I’m terrified of heights and way out of my comfort zone. But I’m cycling in Bhutan, the Land of the Thunder Dragon, a wonderful, welcoming place in the Himalayas and everything in life feels possible.
Two of my cycling buddies have just flown across the nearly 400-metre span, the longest suspension bridge in the country. It bridges the banks of the north-south running Punakha Chu River, just north of Punakha Dzong, in central Bhutan.
I’m competitive enough to bury my fear and give chase. A heart-rate monitor would have exploded capturing my peaked anxiety. In a what-the-hell kind of moment I let her rip. Brilliant, unadulterated, fall sunshine bears witness to my mania before bouncing off the swollen, rippled river waters God knows how far below. The wheels of my mountain bike whir across the steel slats and keep rhythm to the mantra in my head, “Don’t look down, just pedal, don’t look down, just pedal.”
I’m part of a group of 13 cyclists on the adventure of a lifetime — eight days of cycling in Bhutan, where seeing a bike is almost as rare as sighting a Black-necked crane.
Walking is a primary means of transportation, usually on trails shared by mule and across suspension bridges like this one that link valleys and people throughout the country. Buses, cars and four wheel drives fill roadways closer to the towns of Paro and Thimphu, the capital.
We started our trip in the Paro Valley. After two days of acclimatizing by hiking 900 metres up to the Tiger’s Nest Monastery and peddling up-valley to the ruins of the Drukgyel Dzong, we begin cycling in earnest with the biggest climb of the trip, a 1,700-metre ascent over 36 kilometres to Chele la, the highest road pass in the country at 3,982 metres.
Our guides, Kesang and Rinzin, ride with us. Ugyen drives the sag wagon. Kesang rates this climb, with multiple switch backs through blue pine forest, “gentle but endless.”
About one third of the way up, the lead truck stops for “tea coffee”, the quintessential Bhutanese biker’s break. Cookies and the sugar sweet lemon tea give me the lift I need to finish the climb.
Road markers, easily mistaken for tombstones, mark off the distance. Four kilometres from the summit the skies open to thunder, lightening, rain and hail. A dramatic end to an epic climb.
I’m in the front group. We’re soaked, but riding steady. The sweep bus picks up the rest of the gang, meets us at the top and together we decide the slick, windy descent to the Haa Valley below will be too long, too cold and too risky to ride that late in the day. Besides the warmth and camaraderie of the bus seduces us all.

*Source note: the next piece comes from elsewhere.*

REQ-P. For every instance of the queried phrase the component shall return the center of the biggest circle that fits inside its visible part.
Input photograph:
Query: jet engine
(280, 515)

We stay in the Haa Valley over night. Our hotel is clean, basic and authentically Bhutanese, just not the plush experience of the five-star Zhiwaling that we began our trip in.

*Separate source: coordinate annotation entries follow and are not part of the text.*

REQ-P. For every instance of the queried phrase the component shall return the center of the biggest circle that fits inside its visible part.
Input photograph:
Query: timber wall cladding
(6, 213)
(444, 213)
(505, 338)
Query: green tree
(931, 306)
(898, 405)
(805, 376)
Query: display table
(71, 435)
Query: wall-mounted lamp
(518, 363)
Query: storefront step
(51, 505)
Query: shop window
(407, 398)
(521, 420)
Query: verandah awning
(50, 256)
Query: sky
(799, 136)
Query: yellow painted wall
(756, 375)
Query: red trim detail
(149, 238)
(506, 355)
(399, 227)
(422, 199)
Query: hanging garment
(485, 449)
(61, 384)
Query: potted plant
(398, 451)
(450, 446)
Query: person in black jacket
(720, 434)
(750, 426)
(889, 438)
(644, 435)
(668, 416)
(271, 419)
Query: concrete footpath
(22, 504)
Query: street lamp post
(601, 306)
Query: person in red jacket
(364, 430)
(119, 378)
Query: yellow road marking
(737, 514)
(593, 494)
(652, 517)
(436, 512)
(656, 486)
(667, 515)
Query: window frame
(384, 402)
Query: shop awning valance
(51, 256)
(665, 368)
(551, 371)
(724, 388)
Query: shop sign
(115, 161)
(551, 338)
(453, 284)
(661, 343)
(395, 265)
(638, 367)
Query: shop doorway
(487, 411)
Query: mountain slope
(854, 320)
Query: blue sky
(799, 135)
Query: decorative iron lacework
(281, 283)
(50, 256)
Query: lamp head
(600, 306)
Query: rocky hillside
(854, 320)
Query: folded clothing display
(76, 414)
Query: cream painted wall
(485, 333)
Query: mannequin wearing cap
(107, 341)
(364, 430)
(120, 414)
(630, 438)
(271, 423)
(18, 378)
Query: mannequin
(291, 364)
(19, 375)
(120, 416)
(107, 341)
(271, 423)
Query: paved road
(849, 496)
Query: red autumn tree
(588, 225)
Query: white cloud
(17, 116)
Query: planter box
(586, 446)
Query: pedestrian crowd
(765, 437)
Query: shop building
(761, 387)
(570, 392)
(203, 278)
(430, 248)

We dubbed the bathroom the morgue. It was one large white tiled room with a shower head poking out the wall over a slab of wood on the floor to stand on. Some of us were lucky enough to have some hot water to shower while others had a bone chilling experience washing off the day’s sweat. We learned that a clothes dryer in Bhutan is two trees and a rope and sunshine dependent. Either that or timed sessions on the radiator.